Christina O’ Regan ponders the benefits of practical site visits when teaching archaeology
Communicating archaeology to the general public is perhaps the single most important aspect of our careers as archaeologists, and community projects are central to this goal. In 2012, while working on the Ulster Scots Archaeological Project with our colleagues in URS and Northlight, IAC availed of the opportunity to engage primary and post-primary students in fieldwork.
The Ulster Scots Research Project is a three-year project formulated by the Department of Culture, Arts and Leisure which aims to raise awareness of Ulster Scots history, heritage and culture. It is hoped that the work undertaken during this project will provide a clearer understanding of the impact that the Plantation had on the landscape, peoples and architecture of Ulster.
The project involved several strands of fieldwork and research including a major survey of all known Plantation-period archaeological sites, the preparation of teacher resource packs and a landmark publication detailing the results of the field survey. Three archaeological excavations were also undertaken at sites either known, or thought to date from the Plantation period. During the course of each excavation the IAC team was assisted by a large number of enthusiastic, energetic and talented pupils from local primary and secondary schools. The pupils, aged between 6 and 17, had a unique opportunity to dig in our archaeological trenches, have hands-on experience with artefacts and learn how to use some of the survey equipment commonly used by archaeologists.
During each annual excavation over 200 pupils visited us and it was as much of a learning experience for the IAC team as it was for the students, not to mention the teachers! A series of activities was devised and the school visits were carefully structured so that each pupil got the opportunity to participate in each of the activities.
Our first excavation took place in a green field outside Bangor, Co. Down. Here we had been hoping to find evidence for tenants’ houses as depicted on Thomas Raven’s 1625 map of the Hamilton estate. As there were no actual ruins for the children to engage with, we focussed our activities on the everyday work of the archaeologist – trowelling, washing finds, laying out grids (Pythagoras’ theorem went down a storm on that one!) and using the dumpy level. They even got to experience the joys of working through the rain – though strangely they didn’t seem to mind.
The second excavation took place at Derrywoone Castle, Newtownstewart, Co. Tyrone. For the first time, the children had a substantial ruined building to explore and investigate and we were able to supplement our school visits with a tour of the castle.

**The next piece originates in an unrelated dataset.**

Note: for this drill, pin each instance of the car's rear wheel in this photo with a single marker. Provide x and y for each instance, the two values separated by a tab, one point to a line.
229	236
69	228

By the time of our third excavation at Monea Castle, Enniskillen, Co. Fermanagh we had the process of pupil engagement down to a fine art. Each school group was divided into four and rotated between activities which included surveying, sieving, trowelling and art. As we had one of Northern Ireland’s most impressive castles to draw inspiration from, we encouraged the children to let their imaginations run wild and illustrate elements of the castle or how they imagined it might have looked in its heyday. Monea Castle possesses several interesting architectural features including a latrine chute and a dovecote – the latrine chute was a particular favourite during the guided tour.
For IAC, the most rewarding aspect of this work was the feedback received from the pupils and teachers. This demonstrated that they learned a great deal about our shared heritage through active participation in archaeological fieldwork. We hope that these experiences were helpful to the pupils as they explore archaeology through the national curriculum but also that it will sow the seed of appreciation for archaeology that goes beyond what could be gleaned in a classroom.